Rote Flecken im Gesicht sind keine eigenständige Krankheit, sondern ein Symptom. Ihnen können ganz unterschiedliche Ursachen zugrunde liegen, die etwa aus äußeren Einflüssen oder aus einem inneren Ungleichgewicht oder einer Erkrankung entstehen können.

Sie zählen zu den häufigsten Beschwerden, die in dermatologischen Praxen behandelt werden. Oftmals treten zusätzlich zu den rein optischen roten Flecken im Gesicht Beschwerden wie Juckreiz, Quaddel- oder Pickelbildung und/oder Schwellungen auf, die sich im weiteren Verlauf zu wunden Stellen entwickeln können.

Leichte Fälle roter Flecken im Gesicht klingen nach kurzer Zeit von alleine wieder ab, während häufiger auftretende oder schwerere Beschwerden einer ärztlichen Behandlung bedürfen.

Ursachen

Die Ursachen für rote Flecken im Gesicht können sehr unterschiedlich ausfallen. Oftmals handelt es sich um eine Abwehrreaktion der Haut gegen bestimmte Auslöser. Zu diesen können unter anderem Kosmetika, Medikamente, Sonne, Kälte oder auch trockene Heizungsluft im Winter gehören. Je nach Auslöser und Beschaffenheit der Haut treten die Beschwerden in unterschiedlichem Ausmaß auf.
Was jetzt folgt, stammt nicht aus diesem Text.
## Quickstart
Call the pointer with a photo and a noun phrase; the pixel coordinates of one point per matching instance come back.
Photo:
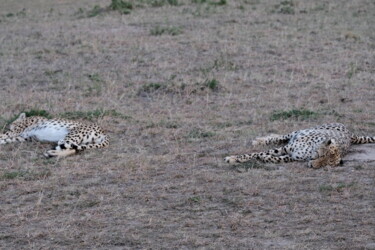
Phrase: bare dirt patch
(178, 85)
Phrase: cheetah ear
(22, 116)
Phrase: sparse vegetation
(285, 7)
(298, 114)
(197, 133)
(173, 107)
(158, 31)
(91, 115)
(121, 6)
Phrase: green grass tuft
(158, 31)
(302, 114)
(122, 6)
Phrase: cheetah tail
(362, 139)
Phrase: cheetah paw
(50, 153)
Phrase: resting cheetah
(320, 146)
(70, 136)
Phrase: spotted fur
(70, 136)
(320, 146)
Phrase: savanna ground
(178, 85)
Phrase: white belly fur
(47, 134)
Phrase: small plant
(285, 7)
(90, 115)
(160, 3)
(151, 87)
(196, 133)
(352, 70)
(302, 114)
(339, 187)
(195, 199)
(96, 10)
(219, 3)
(212, 84)
(158, 31)
(12, 175)
(95, 77)
(122, 6)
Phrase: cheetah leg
(71, 145)
(104, 143)
(277, 151)
(67, 146)
(328, 155)
(60, 153)
(362, 139)
(271, 139)
(262, 157)
(5, 139)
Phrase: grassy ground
(178, 85)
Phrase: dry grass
(162, 182)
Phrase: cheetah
(320, 146)
(70, 136)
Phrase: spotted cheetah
(321, 146)
(70, 136)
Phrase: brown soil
(178, 87)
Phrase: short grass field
(178, 85)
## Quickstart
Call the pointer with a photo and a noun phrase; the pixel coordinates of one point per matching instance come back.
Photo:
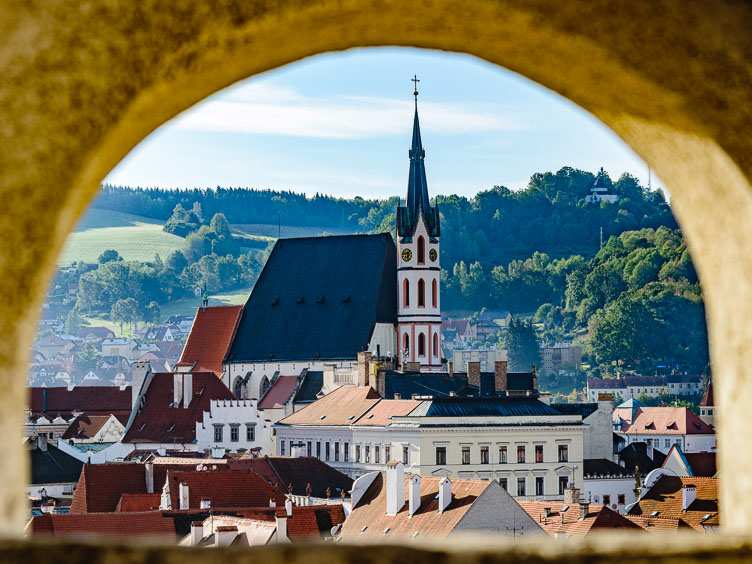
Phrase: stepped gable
(298, 473)
(570, 523)
(665, 500)
(94, 400)
(147, 525)
(210, 338)
(159, 421)
(235, 489)
(319, 298)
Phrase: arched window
(264, 386)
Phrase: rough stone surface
(84, 82)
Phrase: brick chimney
(500, 377)
(414, 494)
(183, 496)
(187, 389)
(445, 494)
(364, 362)
(395, 487)
(473, 373)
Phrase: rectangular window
(521, 487)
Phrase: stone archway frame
(83, 83)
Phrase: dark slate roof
(596, 467)
(53, 466)
(584, 409)
(310, 388)
(319, 297)
(483, 407)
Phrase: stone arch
(81, 88)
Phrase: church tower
(418, 271)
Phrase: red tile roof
(210, 338)
(150, 524)
(95, 400)
(707, 399)
(86, 426)
(160, 422)
(599, 518)
(665, 498)
(298, 473)
(130, 503)
(339, 407)
(240, 488)
(279, 393)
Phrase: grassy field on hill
(134, 237)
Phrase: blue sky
(340, 124)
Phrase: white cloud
(265, 110)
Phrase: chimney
(571, 495)
(500, 377)
(183, 495)
(364, 361)
(395, 487)
(187, 389)
(149, 474)
(584, 509)
(225, 535)
(473, 373)
(282, 529)
(177, 389)
(414, 494)
(197, 532)
(689, 494)
(445, 494)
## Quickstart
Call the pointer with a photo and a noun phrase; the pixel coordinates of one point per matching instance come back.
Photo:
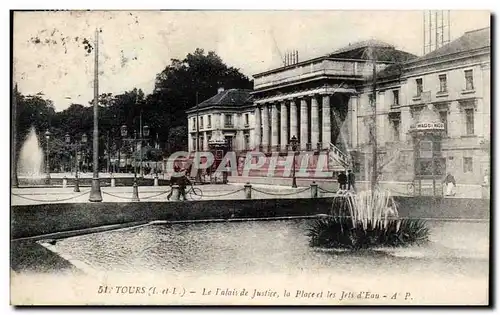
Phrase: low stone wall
(84, 182)
(34, 220)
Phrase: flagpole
(95, 191)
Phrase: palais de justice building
(326, 102)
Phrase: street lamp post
(293, 142)
(47, 165)
(77, 145)
(135, 141)
(95, 192)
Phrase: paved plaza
(262, 188)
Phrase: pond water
(277, 247)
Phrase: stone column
(314, 122)
(294, 121)
(265, 127)
(274, 126)
(406, 122)
(326, 124)
(284, 126)
(304, 124)
(257, 130)
(353, 107)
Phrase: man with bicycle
(183, 182)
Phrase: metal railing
(338, 155)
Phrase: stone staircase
(337, 160)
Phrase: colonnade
(298, 117)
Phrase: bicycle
(194, 193)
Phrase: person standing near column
(450, 184)
(350, 180)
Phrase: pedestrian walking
(450, 184)
(342, 180)
(174, 180)
(350, 180)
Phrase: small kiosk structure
(430, 166)
(218, 147)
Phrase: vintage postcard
(250, 158)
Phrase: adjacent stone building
(455, 81)
(327, 103)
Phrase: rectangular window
(228, 120)
(468, 165)
(426, 149)
(395, 97)
(444, 119)
(395, 126)
(469, 80)
(420, 86)
(443, 84)
(469, 121)
(247, 142)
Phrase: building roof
(363, 50)
(471, 40)
(231, 97)
(362, 44)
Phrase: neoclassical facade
(227, 115)
(317, 100)
(455, 81)
(327, 104)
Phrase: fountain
(31, 158)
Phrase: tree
(176, 87)
(177, 139)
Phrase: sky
(134, 46)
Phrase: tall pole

Auch die jeweiligen Lebensumstände können rote Flecken im Gesicht verursachen, beispielsweise durch Stress, eine unzureichende Flüssigkeitszufuhr, Zigarettenkonsum oder dauerhafte Übermüdung. Unter Umständen können aber auch Erkrankungen etwa der Haut zu den roten Flecken im Gesicht führen.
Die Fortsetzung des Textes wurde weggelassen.